All-genus calculation of Wilson loops using D-branes
Nadav Drukker, Bartomeu Fiol
TL;DR
We introduce a D3-brane with electric flux in $AdS_5\times S^5$ to compute Wilson loops in $\mathcal{N}=4$ SYM, offering an alternative to the fundamental-string description for large $k$. The D3-brane worldvolume takes the form $AdS_2\times S^2$, yielding an on-shell action that reproduces the leading $k\sqrt{\lambda}$ behavior and, via boundary terms, all-genus corrections that align with the Gaussian matrix model predictions. For the circular loop the D3-brane results match the matrix-model calculations exactly in the relevant large-$N$, large-$\lambda$ limit, validating the approach and illuminating the structure of non-planar contributions. The framework extends to 't Hooft loops via S-duality and points to broader applications, including other loop configurations and defect CFT descriptions, with explicit validity bounds on the parameter $\kappa$ to avoid backreaction.
Abstract
The standard prescription for calculating a Wilson loop in the AdS/CFT correspondence is by a string world-sheet ending along the loop at the boundary of AdS. For a multiply wrapped Wilson loop this leads to many coincident strings, which may interact among themselves.
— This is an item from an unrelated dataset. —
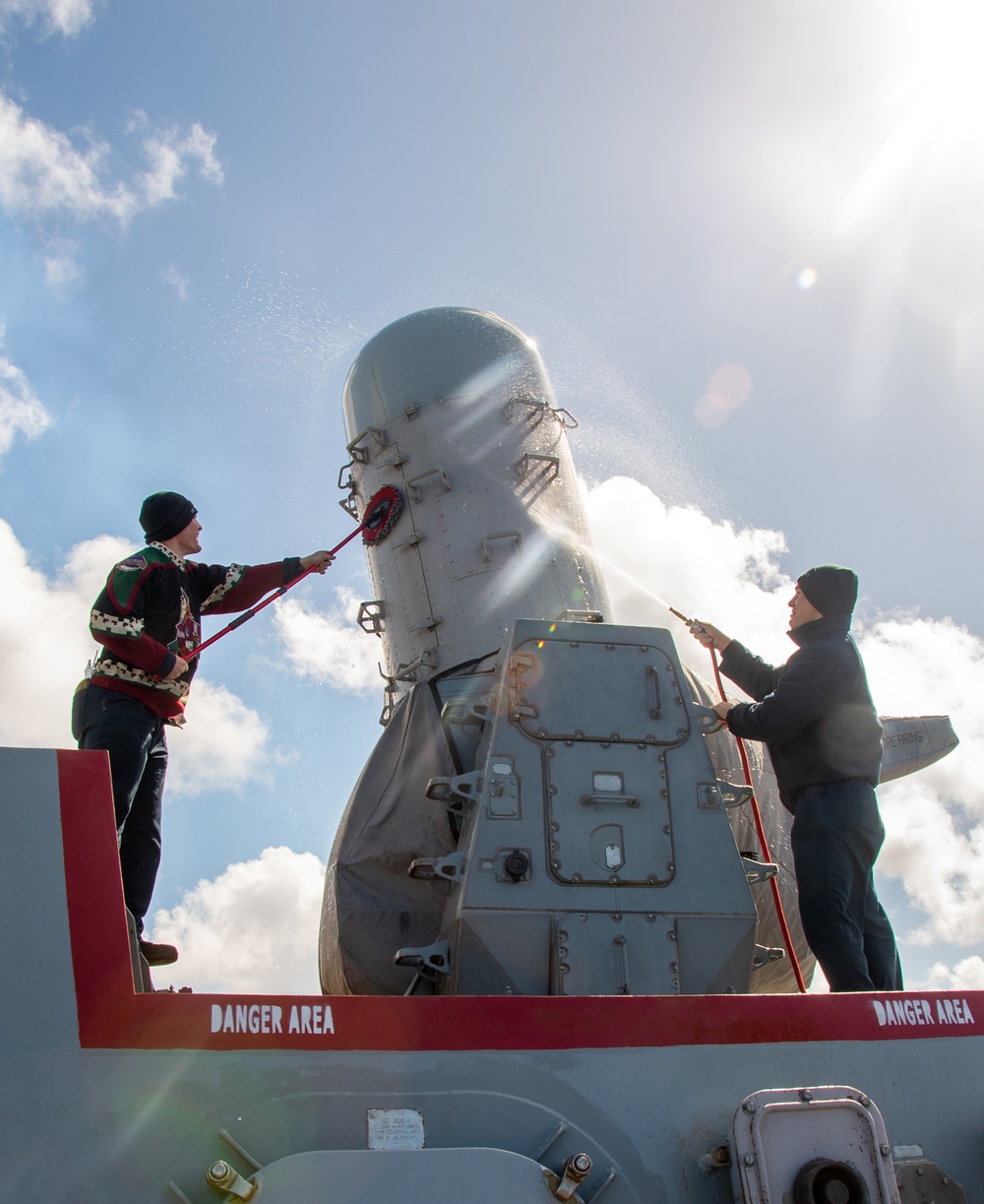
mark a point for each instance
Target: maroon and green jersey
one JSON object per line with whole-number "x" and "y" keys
{"x": 150, "y": 611}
In such cases a better description of the system is in terms of a D3-brane carrying electric flux. We find such solutions for the single straight line and the circular loop. The action agrees with the string calculation at small coupling and in addition captures all the higher genus corrections at leading order in alpha'. The resulting expression is in remarkable agreement with that found from a zero dimensional Gaussian matrix model.